I've been asking myself 'What will bring audiences away from Netflix, Apple TV, Tik Tok?' As a writer and a director and concluded what I have always felt that we need to assert that the theatre offer is not competing with high quality streaming content, big budget TV (it's another golden age for TV). The offer is about connection and shared experience, the thrill of live interaction. We don't need to copy these media, but assert what it is to be in a room with people - celebrating the experiential. Studying Beckett's Endgame for work with students at Janis Hart's Scenehouse course in Edinburgh reminded me that there are already great works dealing with isolation, lockdown, existential crisis.


I've been working in the digital realm on a new project for Eastgate Theatre that is hoped will go live in the early autumn which focuses on this age of anxiety, through the despair came hope; finishing a play or two that I have had time to re-work and other opportunities are emerging as well as my teaching work has focused the mind on the possibilities of the future, but in a different way.

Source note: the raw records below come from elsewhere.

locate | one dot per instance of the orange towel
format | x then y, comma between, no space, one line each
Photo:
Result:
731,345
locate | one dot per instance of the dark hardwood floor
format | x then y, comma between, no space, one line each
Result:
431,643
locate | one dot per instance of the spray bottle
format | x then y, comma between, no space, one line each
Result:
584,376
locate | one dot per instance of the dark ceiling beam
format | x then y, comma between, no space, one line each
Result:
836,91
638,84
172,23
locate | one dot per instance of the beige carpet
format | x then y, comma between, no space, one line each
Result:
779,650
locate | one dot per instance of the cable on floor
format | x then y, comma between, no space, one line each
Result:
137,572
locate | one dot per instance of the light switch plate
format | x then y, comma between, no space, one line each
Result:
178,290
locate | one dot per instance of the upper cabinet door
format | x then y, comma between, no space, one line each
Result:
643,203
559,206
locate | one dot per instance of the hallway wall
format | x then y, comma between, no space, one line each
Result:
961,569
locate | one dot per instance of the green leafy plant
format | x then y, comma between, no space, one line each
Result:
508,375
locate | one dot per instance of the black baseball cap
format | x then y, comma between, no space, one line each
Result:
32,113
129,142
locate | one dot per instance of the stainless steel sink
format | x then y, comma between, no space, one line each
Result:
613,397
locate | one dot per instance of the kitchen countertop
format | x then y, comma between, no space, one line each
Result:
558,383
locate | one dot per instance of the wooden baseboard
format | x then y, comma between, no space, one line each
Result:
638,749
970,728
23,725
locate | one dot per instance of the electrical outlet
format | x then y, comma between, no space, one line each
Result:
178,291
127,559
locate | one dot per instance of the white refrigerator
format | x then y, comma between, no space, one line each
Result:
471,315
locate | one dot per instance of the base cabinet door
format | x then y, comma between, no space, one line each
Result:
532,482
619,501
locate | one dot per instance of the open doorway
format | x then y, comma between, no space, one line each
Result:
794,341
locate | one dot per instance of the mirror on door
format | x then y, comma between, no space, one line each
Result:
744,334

And in the last week there have been chinks of light emerging, pantos being announced; some theatres are programming tentatively to May and everyone I talk to seems a little calmer, a little wiser perhaps? and affected by the past 12 months in ways that are emerging but won't be fully apparent to us all for some time. But we will think differently going in. I'm not going to use the cliches here of what the future might look like as no one knows that. But the known unknown is that we will question the purpose, delivery and the experience we are offering audiences perhaps more after this period of de-socialisation for all. I hope too that we have all learned a little more compassion on how to treat freelancers who make up over 70% of the industry. Many people have left, career switched and moved on. Not because they were not as committed as anyone who chooses to stay but Covid has been a war, a battle that left permanent collateral damage. Some organisations will have treated their staff well but some have lost the good will and respect that theatre so heavy relies on too. We may have lost a lot of talent in the process backstage and onstage. So we need to be mindful that the high skills levels we were used to, in lighting, sound, production may have been challenged by this. It's a defining moment for theatre. It's been a brutal shake up with tragic consequences for many. I for one don't want to go back to what we had. A new openness and compassion is needed as we move forward - the old structures and old hierarchies don't apply. Covid has been the great leveller. Let's remember that as we meet new colleagues and hope the 30% in salaried jobs remember that too.


I find myself going back to Peter Brook's The Empty Space more and more over the past few months. What is it we wish to shine a light on, when we get the chance? Collaboration, honesty and a hunger for connection are key. If theatre is to survive at all it needs to be honest, open, responsive and bold with quicker turn around times for projects that reflect our times and engage our audiences more than ever. There will be a hunger for good theatre. Let's not disappoint them.